Recently, my friend Will James told me he's a soup guy. He said he likes soup so much that he eats a can of it every day.
Will keeps somewhere around 20 cans of soup in his pantry at all times--split pea, tomato, cream of mushroom, beef with barley, chicken with rice, chicken noodle, chicken with stars, chicken with every other noodle shape you can think of.
When he told me this, I was thinking, "Yuk. How could anyone like soup that much?" Even though that's what I was thinking, I didn't say it. I didn't want to tell someone who is so passionate about soup that it reminds me of vomit with chunks in it.
I tend to daydream, so as Will went into some narrative about some potato and ham soup he had at some mom-and-pop shop during a hiking trip in Montana, my mind began to wander.
Why is it that I've restricted eating soup to periods of illness and seven-course, Italian holiday means?
At first I concluded it's the texture I don't like. The whole concept of floating vegetables in a watery liquid doesn't excite me. If I want to eat a vegetable, I'll eat a vegetable. If I want to drink water, I'll drink water. Confusing the two processes really does make me think of regurgitation, which, in turn, makes me feel pukish.
When I was sick as a little girl, my mother used to make me eat soup because of some myth that associates eating soup with getting better. It never made me feel better. If anything, it just made me hot. When I had a 101-degree temperature, the last thing I wanted to eat was a scalding-hot bowl of soup. I wanted a Popsicle. But she'd sit at the foot of my bed all night, rubbing my stomach and, when I woke up, she'd be right there with a hot bowl of soup. It usually had roasted chicken floating in it. I think watching me eat it made her feel better.
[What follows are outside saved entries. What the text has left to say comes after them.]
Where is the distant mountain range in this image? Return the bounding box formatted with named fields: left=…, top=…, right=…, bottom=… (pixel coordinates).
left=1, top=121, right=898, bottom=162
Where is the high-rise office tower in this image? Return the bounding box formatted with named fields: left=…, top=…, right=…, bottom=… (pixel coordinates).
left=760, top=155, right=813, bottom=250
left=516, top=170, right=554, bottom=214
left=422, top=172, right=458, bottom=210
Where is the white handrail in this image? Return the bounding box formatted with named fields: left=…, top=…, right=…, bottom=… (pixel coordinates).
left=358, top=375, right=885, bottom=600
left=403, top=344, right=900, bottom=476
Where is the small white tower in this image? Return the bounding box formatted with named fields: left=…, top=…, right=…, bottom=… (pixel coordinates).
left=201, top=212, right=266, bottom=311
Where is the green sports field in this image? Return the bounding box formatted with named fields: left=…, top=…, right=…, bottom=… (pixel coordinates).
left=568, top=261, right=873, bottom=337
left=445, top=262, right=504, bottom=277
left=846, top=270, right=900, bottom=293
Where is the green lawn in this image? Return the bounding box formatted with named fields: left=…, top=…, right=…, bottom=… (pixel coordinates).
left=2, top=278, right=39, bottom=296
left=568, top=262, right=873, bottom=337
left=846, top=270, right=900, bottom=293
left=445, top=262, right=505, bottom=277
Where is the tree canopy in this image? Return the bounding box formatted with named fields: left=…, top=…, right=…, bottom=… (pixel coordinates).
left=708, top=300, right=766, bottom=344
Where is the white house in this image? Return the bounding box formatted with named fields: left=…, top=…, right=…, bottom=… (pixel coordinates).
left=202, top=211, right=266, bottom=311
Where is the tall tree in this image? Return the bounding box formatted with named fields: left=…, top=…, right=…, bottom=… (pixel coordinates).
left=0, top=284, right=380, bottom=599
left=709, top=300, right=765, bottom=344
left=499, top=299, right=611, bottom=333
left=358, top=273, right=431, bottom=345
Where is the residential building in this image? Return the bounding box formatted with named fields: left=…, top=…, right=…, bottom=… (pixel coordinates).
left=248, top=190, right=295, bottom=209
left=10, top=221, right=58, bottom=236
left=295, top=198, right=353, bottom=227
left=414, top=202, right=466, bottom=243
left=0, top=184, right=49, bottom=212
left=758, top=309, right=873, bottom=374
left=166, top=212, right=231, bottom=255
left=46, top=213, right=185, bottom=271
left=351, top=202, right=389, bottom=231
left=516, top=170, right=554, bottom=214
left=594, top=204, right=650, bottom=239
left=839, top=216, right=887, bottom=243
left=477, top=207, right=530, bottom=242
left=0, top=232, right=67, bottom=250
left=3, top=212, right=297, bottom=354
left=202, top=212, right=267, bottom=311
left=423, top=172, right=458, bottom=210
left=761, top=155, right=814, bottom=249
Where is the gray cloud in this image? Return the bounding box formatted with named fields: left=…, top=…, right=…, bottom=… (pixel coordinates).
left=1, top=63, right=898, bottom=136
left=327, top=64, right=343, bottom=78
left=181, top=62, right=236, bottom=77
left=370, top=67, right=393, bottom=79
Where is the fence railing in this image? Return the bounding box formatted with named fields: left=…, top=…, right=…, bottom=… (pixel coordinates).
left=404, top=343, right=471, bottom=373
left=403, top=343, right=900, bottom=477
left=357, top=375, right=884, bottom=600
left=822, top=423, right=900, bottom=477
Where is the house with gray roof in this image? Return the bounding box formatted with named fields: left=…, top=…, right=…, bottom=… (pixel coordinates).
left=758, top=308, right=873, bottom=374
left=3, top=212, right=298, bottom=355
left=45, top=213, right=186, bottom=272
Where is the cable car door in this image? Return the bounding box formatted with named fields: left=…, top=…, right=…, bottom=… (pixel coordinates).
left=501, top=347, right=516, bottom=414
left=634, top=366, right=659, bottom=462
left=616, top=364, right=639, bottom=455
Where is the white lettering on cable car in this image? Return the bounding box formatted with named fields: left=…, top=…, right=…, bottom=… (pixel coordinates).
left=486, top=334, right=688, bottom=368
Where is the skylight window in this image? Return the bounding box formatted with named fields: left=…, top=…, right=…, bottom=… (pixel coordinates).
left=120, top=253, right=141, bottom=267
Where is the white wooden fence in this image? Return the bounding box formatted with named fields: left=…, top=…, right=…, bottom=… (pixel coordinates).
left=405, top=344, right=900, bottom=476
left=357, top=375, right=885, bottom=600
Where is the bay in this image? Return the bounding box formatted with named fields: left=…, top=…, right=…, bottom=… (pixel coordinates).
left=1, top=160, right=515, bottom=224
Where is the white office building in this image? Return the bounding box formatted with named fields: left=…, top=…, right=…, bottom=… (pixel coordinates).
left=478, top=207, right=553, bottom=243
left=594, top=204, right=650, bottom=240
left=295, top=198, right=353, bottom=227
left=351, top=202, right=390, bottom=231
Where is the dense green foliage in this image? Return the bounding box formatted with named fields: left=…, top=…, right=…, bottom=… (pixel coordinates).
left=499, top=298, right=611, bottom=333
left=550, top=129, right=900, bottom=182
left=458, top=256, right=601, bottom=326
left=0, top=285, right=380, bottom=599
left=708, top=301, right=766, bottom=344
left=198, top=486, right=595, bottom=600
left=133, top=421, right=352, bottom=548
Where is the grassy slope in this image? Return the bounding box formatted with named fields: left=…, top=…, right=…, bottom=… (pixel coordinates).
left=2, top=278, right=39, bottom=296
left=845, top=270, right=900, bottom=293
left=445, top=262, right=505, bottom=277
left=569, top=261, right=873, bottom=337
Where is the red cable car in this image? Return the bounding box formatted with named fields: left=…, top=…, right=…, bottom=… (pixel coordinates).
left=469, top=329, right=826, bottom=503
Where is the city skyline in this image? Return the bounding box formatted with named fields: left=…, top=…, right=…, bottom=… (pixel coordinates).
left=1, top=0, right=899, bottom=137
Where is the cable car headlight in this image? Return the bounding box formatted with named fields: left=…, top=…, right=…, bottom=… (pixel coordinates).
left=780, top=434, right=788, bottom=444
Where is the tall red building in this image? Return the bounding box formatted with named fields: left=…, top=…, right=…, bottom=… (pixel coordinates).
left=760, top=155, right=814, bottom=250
My Dad's side of the family is Italian. Before my grandfather passed away, every Christmas we used to sit down to what I referred to as The Longest Dinner in History. The first course was antipasto, the second was salad and the third was always soup. Homemade minestrone to be exact. And because soup is really hot (again, the temperature issue) it takes a long time to eat. So we'd sit there during Course Three for what seemed like eternity, knowing full well there were still four more courses to go. All my brother and I wanted to do was open presents. Instead, we'd sit there while 20 of our closest relatives slurped up every last drop of their soup. Some of them even had seconds.
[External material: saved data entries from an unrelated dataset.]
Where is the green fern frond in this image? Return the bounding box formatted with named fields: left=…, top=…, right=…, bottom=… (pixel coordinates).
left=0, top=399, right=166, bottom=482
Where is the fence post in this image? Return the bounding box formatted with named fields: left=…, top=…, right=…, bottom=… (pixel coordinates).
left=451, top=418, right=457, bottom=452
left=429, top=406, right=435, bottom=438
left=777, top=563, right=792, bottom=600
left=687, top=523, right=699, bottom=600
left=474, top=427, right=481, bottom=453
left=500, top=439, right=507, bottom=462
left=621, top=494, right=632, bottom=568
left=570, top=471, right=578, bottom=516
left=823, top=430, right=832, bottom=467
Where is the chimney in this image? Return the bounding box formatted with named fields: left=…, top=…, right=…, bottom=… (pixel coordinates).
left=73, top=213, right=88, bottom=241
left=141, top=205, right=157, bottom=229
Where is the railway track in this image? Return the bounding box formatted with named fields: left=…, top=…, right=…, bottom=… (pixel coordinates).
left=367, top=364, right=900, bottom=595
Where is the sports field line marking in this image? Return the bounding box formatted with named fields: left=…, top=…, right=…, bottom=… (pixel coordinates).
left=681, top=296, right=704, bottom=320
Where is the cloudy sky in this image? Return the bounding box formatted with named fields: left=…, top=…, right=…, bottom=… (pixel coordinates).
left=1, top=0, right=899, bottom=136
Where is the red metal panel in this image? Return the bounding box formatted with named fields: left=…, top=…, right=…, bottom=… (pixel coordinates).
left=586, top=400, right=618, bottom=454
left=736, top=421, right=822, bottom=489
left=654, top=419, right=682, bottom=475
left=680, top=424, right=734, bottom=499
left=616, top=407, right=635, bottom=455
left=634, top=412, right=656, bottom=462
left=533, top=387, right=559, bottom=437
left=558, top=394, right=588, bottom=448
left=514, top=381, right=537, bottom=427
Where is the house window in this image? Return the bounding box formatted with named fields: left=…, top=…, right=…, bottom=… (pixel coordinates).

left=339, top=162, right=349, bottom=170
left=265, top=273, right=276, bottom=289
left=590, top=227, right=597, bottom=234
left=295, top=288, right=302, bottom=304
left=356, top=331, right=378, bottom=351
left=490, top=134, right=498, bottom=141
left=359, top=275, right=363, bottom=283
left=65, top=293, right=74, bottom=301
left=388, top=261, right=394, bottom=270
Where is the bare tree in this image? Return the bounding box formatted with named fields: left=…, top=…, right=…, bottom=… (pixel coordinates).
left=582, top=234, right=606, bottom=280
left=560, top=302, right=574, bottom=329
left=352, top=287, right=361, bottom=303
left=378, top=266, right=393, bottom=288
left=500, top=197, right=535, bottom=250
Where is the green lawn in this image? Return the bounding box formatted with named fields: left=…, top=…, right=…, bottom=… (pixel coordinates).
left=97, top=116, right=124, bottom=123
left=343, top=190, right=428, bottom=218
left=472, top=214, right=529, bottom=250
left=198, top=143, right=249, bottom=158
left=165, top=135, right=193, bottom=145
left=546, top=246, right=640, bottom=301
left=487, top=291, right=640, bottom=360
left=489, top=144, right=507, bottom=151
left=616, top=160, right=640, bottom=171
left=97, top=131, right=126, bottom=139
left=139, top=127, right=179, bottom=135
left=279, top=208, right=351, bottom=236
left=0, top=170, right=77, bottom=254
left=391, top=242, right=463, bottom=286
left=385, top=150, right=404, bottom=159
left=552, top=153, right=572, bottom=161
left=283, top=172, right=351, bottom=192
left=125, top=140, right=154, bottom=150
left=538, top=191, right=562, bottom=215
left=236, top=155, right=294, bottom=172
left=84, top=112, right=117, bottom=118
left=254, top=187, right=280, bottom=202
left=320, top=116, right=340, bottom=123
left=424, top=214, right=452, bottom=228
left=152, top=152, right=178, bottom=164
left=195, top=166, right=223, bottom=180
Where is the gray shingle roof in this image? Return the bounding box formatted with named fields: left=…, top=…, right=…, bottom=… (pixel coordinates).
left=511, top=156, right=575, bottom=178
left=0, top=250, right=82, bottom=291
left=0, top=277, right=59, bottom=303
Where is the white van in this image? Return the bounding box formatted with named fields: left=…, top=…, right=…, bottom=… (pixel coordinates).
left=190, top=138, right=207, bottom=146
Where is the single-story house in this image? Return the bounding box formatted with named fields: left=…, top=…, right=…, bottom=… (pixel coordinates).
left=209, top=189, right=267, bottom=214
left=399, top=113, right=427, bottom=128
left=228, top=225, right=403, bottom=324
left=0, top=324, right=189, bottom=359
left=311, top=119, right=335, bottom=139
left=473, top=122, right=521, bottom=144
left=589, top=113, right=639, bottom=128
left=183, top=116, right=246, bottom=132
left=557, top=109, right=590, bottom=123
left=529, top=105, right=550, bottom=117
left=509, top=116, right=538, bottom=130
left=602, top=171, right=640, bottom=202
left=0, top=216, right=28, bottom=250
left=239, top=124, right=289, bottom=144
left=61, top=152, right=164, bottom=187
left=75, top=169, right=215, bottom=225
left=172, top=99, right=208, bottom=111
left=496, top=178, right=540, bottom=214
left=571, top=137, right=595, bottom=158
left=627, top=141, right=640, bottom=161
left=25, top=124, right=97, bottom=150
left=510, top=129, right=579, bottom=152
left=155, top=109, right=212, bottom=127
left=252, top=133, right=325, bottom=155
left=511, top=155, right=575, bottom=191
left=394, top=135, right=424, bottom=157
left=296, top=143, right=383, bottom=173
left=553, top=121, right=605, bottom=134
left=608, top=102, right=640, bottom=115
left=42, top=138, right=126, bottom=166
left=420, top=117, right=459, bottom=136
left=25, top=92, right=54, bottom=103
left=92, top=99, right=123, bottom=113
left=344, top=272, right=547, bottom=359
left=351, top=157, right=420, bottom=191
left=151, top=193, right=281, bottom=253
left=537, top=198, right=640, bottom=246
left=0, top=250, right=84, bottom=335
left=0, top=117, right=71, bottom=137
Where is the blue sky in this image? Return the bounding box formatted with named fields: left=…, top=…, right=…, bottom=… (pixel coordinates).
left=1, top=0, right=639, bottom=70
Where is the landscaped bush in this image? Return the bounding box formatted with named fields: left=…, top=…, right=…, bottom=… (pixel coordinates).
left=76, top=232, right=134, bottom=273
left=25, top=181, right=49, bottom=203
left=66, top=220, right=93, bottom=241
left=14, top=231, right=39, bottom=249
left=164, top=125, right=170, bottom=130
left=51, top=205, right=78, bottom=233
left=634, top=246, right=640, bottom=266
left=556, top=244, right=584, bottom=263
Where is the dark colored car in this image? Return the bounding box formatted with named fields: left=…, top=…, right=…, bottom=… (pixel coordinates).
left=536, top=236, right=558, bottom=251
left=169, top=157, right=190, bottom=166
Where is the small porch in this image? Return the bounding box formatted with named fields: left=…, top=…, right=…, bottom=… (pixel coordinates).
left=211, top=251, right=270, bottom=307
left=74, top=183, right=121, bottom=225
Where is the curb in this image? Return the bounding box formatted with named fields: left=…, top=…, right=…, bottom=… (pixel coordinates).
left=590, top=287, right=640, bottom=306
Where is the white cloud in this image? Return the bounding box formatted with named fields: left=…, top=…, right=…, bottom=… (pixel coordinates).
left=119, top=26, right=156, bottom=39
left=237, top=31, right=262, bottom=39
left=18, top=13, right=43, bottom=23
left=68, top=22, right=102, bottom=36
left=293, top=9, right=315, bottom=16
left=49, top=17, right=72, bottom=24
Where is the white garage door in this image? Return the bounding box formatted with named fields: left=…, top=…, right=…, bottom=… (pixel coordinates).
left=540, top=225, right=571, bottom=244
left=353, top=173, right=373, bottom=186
I didn't like the soup or, at the time, the time commitment. But I'll never forget the look on my grandfather's face when he set his homemade soup in front of me. He'd smile and say, "My relatives in Sicily used to eat this same recipe 50 years ago." Then he'd say a few words in Italian, or at least we thought it was Italian. He had a knack for making up "Italian" words that meant nothing, but sounded good.
I came up with this creative way of feeding Buckles the Cocker Spaniel spoonfuls of my soup under the table. Meanwhile, Grandpa drank his soup from his bowl. He said it tasted better that way.
In between each sip, Grandpa sang a few lines from Frank Sinatra's version of "I'll Be Home For Christmas," which was the music of choice for these marathon meals. "I'll be home for Christmas/You can plan on me/Please have snow and mistletoe ... Sinatra had the best diction of any vocalist of the past 100 years," he'd say. "And you know my theory on good diction: If you can't be understood, you haven't said anything." It was one of Grandpa's favorite things to say. He said it every time he hummed along to Sinatra and the family was there to listen.
I think if we had those seven-course meals today, I'd like them. I might even eat the soup.
Note: Based on a true story. The names have been changed to protect the innocent and the family dog.